Me miró y miró al muro y señaló una tarjeta que un ex
empleado de la Fuerza Conjunta (JTF por sus siglas en inglés) me había dado y dijo
algo más o menos en relación a eso. Había otras notas de ex guardias, fotos de
mi familia y algunos dichos que había escuchado y que me habían hecho reír,
como “lo que no mata postpone lo inevitable”. Mezclada entre otras notas, más
que nada de la biblia o películas, o películas citando la biblia, que yo amaba
y que ponía para hacer un punto con la gente que tenía absoluto poder sobre mí.
Qué ganancia tiene un hombre si se gana el mundo entero, pero pierde su
alma. Aprendí esto de la comedia The Bonfire of the Vanities, no de
la biblia y decidí escribirlo en grande y ponerlo en la pared. Y por lo que concierne
a la biblia, Juan 18:23, citando a Jesús, la paz sea con él: Si dije algo
malo, lo debes probar. Pero si estoy diciendo la verdad, ¿por qué me estás
golpeando? El Sr. Nestor, el jefe interrogador en GTMO, más de una vez vio eso y me dijo que le gustaba.
La verdad es que, tres años después de mi peor
interrogación, mi salud se estaba deteriorando verdaderamente. Mi colesterol
estaba muy alto y tenía depresión. No importa qué tan fuerte intentaba
enmascarar mi dolor, el PTSD (Trastorno de estrés postraumático por sus siglas
en inglés) me golpeaba más fuerte.
Una noche me caí de la cama y me pegué contra el piso
metálico tan fuerte que me lastimé y el golpe alertó a uno de los guardias que
llegó corriendo a checarme.
“¿Qué pasó?” me preguntó.
“¡Estaba volando!” le contesté, medio dormido. En
aquellos días el sueño y el despertar no estaban tan separados como antes y mis
sueños se sentían muy físicos. Me veía volando casi cada noche. En estos sueños
el reto más grande era aterrizar porque me sentía muy ligero, planeando alto
sobre montañas, volando lejos de la esclavitud hacia la libertad. Una frase que
memoricé de una revista alemana estaba metida en mi cabeza: “Flucht in die
Freiheit”, que es “escape hacia la libertad”. Era de un artículo de la primera
revista que intenté leer cuando llegué a Europa para la Universidad, acerca de
los alemanes que escaparon de la comunista Alemania del este hacia la República
Federal del oeste. Mis guardias y los interrogadores se burlaron de mi por este
incidente muchos años. Cuando algo me pasaba, decían, “¡No te preocupes, estaba volando!”

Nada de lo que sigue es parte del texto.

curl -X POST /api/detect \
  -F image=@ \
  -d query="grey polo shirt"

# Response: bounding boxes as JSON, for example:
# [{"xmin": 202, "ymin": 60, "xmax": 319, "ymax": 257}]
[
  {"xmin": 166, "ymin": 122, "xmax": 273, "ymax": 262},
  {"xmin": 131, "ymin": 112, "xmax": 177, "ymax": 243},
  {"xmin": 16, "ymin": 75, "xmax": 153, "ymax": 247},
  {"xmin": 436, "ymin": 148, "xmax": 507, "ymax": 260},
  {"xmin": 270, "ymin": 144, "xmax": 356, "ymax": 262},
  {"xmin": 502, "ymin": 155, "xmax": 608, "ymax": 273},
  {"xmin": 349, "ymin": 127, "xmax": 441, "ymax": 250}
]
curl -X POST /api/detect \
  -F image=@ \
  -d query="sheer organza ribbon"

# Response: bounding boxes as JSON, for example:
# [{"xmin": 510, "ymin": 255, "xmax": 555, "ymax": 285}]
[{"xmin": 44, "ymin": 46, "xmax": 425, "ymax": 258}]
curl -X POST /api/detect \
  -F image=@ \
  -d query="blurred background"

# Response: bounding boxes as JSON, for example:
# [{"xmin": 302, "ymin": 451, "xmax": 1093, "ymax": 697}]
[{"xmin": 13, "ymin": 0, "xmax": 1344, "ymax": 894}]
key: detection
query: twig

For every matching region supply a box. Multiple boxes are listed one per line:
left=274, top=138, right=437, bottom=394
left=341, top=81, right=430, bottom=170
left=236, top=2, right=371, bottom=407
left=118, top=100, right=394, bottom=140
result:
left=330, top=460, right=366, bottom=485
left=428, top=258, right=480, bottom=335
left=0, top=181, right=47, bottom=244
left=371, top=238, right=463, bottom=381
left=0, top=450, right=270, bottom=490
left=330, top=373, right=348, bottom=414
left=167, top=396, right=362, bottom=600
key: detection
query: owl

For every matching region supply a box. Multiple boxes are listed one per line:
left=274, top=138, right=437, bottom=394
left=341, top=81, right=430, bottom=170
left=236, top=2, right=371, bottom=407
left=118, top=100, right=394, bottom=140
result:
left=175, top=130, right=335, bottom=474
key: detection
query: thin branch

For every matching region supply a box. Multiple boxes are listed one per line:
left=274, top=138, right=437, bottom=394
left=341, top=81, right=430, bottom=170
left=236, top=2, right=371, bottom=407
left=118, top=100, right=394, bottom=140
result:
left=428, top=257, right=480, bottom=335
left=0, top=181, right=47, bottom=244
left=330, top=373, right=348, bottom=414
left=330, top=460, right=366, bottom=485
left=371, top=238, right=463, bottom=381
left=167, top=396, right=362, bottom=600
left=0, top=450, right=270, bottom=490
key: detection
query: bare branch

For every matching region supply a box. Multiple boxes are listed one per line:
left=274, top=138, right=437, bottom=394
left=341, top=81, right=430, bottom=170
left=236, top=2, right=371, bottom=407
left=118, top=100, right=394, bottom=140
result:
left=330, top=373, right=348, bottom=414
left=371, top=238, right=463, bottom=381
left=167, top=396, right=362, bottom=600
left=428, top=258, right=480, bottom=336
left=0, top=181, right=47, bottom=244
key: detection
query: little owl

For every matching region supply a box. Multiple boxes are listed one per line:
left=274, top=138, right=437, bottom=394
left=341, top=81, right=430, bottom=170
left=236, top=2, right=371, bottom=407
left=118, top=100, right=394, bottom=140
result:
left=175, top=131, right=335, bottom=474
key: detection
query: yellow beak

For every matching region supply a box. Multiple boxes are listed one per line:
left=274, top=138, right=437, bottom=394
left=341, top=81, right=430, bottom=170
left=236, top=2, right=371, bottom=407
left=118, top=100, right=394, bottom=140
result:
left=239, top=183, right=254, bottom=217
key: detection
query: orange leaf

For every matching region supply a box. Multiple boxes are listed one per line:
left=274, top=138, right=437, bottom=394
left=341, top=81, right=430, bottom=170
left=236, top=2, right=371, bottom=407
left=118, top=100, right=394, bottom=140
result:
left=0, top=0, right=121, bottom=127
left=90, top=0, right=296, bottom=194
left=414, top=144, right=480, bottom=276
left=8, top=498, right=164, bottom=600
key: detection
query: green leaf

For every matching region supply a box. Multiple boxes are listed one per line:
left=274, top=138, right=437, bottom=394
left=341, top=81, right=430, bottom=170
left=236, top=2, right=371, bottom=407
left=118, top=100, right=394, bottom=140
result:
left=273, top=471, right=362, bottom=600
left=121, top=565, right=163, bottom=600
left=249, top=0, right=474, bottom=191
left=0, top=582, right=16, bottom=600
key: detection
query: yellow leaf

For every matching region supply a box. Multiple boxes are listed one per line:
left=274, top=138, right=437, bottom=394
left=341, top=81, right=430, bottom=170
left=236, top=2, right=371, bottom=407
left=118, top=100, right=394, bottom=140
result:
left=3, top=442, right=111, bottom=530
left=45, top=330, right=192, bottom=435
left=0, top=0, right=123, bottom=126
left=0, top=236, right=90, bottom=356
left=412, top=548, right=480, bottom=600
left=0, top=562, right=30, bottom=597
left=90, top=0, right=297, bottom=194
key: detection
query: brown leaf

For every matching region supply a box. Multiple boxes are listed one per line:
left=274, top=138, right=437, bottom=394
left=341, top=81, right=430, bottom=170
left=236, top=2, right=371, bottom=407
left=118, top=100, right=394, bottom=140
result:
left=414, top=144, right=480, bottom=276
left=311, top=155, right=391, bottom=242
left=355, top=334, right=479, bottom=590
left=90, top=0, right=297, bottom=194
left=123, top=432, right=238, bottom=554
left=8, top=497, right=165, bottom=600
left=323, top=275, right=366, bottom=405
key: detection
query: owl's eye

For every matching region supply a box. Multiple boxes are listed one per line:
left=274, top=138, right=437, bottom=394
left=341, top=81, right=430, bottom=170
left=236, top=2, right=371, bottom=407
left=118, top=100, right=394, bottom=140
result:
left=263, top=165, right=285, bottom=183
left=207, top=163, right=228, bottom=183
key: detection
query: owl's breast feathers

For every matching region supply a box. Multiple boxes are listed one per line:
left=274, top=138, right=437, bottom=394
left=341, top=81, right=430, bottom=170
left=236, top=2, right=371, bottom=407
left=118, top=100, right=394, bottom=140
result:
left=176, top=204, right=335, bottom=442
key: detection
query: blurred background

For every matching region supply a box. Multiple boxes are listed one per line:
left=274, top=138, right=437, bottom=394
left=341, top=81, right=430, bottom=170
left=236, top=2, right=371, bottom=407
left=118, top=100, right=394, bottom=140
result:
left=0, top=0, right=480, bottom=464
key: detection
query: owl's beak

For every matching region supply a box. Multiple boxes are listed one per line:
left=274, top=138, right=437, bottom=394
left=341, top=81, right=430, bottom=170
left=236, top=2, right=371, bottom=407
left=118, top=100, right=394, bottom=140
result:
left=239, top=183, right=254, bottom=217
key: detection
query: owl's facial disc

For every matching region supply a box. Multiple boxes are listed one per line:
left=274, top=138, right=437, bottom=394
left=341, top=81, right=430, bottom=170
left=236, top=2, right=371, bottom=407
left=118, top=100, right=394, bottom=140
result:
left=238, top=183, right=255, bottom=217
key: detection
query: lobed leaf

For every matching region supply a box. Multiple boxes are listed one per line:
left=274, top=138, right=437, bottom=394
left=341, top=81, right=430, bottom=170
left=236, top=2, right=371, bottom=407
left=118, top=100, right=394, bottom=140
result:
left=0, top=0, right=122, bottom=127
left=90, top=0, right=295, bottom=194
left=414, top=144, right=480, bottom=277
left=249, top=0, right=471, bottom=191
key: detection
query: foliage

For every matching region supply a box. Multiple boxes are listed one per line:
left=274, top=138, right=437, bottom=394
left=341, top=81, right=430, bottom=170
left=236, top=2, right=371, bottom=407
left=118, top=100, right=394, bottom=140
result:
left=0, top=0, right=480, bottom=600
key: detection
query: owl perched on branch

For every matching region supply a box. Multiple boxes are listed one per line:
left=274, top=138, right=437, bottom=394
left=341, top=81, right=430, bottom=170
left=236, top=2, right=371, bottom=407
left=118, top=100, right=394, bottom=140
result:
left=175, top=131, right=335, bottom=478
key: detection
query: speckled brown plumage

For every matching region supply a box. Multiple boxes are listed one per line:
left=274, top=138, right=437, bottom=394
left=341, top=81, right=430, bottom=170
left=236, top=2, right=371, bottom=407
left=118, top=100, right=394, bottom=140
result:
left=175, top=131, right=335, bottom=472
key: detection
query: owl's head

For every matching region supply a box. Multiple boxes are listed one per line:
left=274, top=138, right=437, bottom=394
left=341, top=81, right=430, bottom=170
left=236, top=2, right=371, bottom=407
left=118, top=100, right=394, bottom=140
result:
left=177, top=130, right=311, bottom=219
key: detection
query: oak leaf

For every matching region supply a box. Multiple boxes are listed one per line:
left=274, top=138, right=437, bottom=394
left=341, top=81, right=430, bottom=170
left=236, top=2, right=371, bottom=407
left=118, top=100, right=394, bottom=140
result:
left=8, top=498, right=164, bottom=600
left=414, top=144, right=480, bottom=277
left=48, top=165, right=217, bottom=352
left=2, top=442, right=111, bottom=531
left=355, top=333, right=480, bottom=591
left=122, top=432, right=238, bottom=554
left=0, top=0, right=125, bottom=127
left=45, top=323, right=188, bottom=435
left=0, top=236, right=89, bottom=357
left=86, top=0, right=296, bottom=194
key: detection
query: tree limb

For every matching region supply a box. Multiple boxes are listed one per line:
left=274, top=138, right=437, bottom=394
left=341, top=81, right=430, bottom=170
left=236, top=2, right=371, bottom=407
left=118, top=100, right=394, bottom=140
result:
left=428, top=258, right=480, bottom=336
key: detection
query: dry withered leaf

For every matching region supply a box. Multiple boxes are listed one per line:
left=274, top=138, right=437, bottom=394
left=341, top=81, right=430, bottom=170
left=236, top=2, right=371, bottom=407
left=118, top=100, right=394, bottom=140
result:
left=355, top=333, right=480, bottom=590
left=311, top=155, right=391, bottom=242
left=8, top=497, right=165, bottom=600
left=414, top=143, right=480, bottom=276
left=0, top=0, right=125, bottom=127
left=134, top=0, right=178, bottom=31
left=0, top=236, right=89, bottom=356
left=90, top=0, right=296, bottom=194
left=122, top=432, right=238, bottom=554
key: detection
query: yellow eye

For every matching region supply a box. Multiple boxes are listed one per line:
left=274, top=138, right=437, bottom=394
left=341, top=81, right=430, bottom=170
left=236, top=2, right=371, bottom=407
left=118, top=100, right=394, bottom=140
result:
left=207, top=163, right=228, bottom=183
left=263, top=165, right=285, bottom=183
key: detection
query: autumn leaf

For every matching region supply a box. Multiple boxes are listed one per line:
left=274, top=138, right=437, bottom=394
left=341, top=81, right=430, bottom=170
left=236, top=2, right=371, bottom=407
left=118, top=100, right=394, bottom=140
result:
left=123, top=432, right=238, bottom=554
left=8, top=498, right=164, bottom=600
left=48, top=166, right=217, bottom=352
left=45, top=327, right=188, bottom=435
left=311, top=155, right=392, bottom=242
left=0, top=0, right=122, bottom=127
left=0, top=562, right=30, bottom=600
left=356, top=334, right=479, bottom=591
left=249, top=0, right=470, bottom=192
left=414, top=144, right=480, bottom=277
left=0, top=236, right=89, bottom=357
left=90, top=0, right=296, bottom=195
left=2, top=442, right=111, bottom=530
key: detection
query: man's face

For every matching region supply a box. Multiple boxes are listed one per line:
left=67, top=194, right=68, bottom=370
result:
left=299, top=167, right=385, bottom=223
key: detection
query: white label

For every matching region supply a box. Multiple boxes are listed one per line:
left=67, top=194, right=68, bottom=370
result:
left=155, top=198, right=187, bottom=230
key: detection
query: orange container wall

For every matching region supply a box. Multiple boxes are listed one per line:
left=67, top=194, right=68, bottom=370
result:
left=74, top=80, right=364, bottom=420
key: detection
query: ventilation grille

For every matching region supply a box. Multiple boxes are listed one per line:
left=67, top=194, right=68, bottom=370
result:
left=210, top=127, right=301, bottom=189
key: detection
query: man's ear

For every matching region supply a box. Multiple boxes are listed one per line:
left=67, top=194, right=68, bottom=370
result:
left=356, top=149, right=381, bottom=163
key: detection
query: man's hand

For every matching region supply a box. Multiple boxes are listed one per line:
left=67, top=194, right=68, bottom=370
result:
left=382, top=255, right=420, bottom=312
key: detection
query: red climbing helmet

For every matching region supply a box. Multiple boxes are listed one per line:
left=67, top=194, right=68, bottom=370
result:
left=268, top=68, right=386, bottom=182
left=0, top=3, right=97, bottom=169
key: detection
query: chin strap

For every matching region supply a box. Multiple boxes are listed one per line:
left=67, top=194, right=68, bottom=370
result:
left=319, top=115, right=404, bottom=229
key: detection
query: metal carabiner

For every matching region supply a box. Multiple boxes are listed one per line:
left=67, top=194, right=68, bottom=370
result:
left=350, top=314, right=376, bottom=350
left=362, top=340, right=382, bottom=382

“Venía cada día a checar si las semillas habían
germinado, pero no lo hacían. Podía ver la esperanza
desaparecer de su cara poco a poco con cada día que pasaba, pero en todo el
tiempo que estuvo conmigo nunca murió por completo”.
He estado tomando clonazepam desde finales del 2003, cuando estaba fracturado al punto en el que empecé a escuchar voces. A la mitad
de las sesiones nocturnas, escuchaba a mi familia platicar y música mauritana
como la que se escuchaba en la radio cuando nos reuníamos a desayunar y a
cenar: poemas de Dimi Nizar Qabbani, canciones andaluzas de Feyrouz, pequeños
versos de al-Akhtal y Seddoum cantando los devastadores poemas de amor de
al-Buraii. El doctor me recetó medio miligramo de clonazepam, que era más que
suficiente para mí: me mandaba a dormir profundamente después de pocos minutos,
poniendo fin a mis preocupaciones y ansiedades y me dio un hermoso sueño por
semanas. Pero mientras pasó el tiempo, tomaba más tiempo dormirme y necesitaba
más y más. El doctor se vio forzado a doblarme la dosis y manejé esa vida por
casi dos años. Luego un día se acabó el suministro y el doctor de la marina me
cortó en seco, anunciando que tendría que esperar a que llegara el nuevo cargamento.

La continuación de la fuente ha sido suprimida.